While the American Airlines Arena locker rooms are lifeless and Heat players are watching the playoffs from home, the Miami front office is furiously preparing for July 1st, when the free agency period begins. And although this is the proper time to start planning for the offseason, Pat Riley and Co. have been eyeing this moment since the Heat's season opener against New York.
The wait for the offseason and the future of superstar Dwyane Wade dominated the 2009-2010 Miami Heat season and gave this year a rather meaningless feel to it. Although the upcoming offseason is primed to be the most influential offseason in franchise history, the '09-'10 season still had many memorable moments and was somewhat successful.
Miami notched their seventh best record in franchise history with a respectable 47-35 finish, attaining the Eastern Conference's 5th seed and reaching the postseason for the sixth time in the last seven years.
The Heat faced a more experienced and much deeper Boston Celtics squad in the first round, loosing to the 2008 champions in five games in a rather lopsided series. Wade put on one of the most amazing performances in Miami Heat playoff history with his Game 4 outing. He willed his team to victory with a 46-point effort, 30 of those points coming in the second half (both Miami Heat playoff records).
With his team down 0-3 and facing elimination, Wade told his teammates “I ain’t going out like this.” He single handedly carried the Heat, taking over the game in the second half, nailing five-of-six three-pointers and outscoring the Celtics on his own in the fourth quarter.
It was a truly astonishing performance that showed his heart and the determination of a warrior.
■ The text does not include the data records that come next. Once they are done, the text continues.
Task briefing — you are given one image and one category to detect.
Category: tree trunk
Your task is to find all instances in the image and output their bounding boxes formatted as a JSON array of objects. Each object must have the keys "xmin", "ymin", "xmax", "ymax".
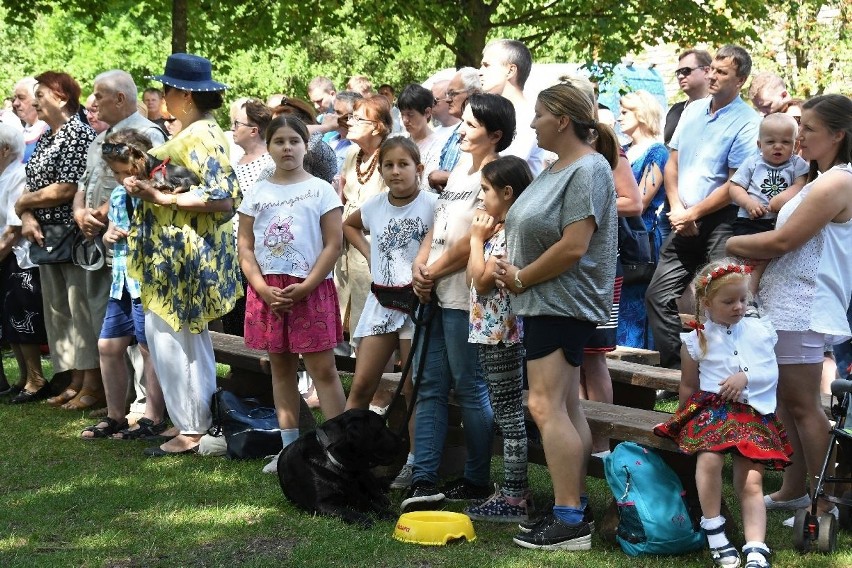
[
  {"xmin": 172, "ymin": 0, "xmax": 187, "ymax": 53},
  {"xmin": 453, "ymin": 0, "xmax": 500, "ymax": 69}
]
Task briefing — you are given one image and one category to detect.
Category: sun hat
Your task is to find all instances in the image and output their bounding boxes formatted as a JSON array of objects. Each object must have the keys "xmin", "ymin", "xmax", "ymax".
[
  {"xmin": 145, "ymin": 53, "xmax": 228, "ymax": 91},
  {"xmin": 71, "ymin": 233, "xmax": 106, "ymax": 271}
]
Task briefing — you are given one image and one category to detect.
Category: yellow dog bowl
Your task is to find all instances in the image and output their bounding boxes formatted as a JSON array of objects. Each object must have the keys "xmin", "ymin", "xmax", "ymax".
[{"xmin": 393, "ymin": 511, "xmax": 476, "ymax": 546}]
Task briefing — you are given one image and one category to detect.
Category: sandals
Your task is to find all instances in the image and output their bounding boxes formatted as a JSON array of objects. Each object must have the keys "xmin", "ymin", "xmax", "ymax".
[
  {"xmin": 710, "ymin": 544, "xmax": 740, "ymax": 568},
  {"xmin": 80, "ymin": 416, "xmax": 127, "ymax": 440},
  {"xmin": 704, "ymin": 523, "xmax": 740, "ymax": 568},
  {"xmin": 113, "ymin": 416, "xmax": 168, "ymax": 440},
  {"xmin": 743, "ymin": 546, "xmax": 771, "ymax": 568},
  {"xmin": 61, "ymin": 389, "xmax": 106, "ymax": 410},
  {"xmin": 47, "ymin": 387, "xmax": 77, "ymax": 406}
]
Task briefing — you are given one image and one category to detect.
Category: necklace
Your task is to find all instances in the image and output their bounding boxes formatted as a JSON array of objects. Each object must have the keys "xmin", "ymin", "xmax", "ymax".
[{"xmin": 355, "ymin": 150, "xmax": 379, "ymax": 185}]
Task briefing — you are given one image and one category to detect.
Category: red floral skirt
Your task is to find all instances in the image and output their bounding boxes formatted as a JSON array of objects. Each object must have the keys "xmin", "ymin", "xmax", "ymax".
[{"xmin": 654, "ymin": 391, "xmax": 793, "ymax": 469}]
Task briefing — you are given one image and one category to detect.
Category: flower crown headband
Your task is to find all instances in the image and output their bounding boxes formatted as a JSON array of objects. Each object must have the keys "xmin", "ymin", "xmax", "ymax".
[{"xmin": 698, "ymin": 263, "xmax": 751, "ymax": 291}]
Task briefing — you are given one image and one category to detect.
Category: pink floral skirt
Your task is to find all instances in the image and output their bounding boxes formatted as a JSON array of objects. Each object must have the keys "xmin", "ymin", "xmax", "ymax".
[{"xmin": 245, "ymin": 274, "xmax": 343, "ymax": 353}]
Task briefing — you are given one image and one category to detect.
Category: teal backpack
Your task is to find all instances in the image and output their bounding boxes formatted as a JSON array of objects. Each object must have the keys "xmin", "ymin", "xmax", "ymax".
[{"xmin": 604, "ymin": 442, "xmax": 705, "ymax": 556}]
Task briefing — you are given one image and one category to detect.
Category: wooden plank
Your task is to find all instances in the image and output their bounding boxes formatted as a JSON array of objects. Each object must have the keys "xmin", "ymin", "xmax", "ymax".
[
  {"xmin": 606, "ymin": 359, "xmax": 680, "ymax": 392},
  {"xmin": 210, "ymin": 331, "xmax": 272, "ymax": 375},
  {"xmin": 606, "ymin": 345, "xmax": 660, "ymax": 365},
  {"xmin": 580, "ymin": 400, "xmax": 678, "ymax": 452}
]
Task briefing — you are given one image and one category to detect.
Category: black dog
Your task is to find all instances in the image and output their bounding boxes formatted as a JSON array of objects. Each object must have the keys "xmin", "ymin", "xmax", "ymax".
[{"xmin": 278, "ymin": 409, "xmax": 404, "ymax": 527}]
Although Miami lost the series, Wade’s Game 4 presentation will go down in the Heat record books.
Despite the early playoff exit, Miami had a really good season considering their lack of depth and head coach Erik Spoelstra did an excellent job maximizing the talent on the roster.
Miami started the season on a tear, jumping out of the gates with a 7-2 record. However, the next few months would be marked by inconsistency and frustration.
Miami had a unique start to their schedule, with 18 of their first 30 games at home and nine of their 16 games coming against non-playoff teams. Unfortunately, they failed to capitalize on the easy schedule, going 16-14 after two months of basketball.
The inconsistency carried over to the new year with an 8-9 record in January that saw the start of a five-game loosing streak and Miami plummet in the East playoff race. The Heat dipped under .500 and was in danger of missing the playoffs in early February.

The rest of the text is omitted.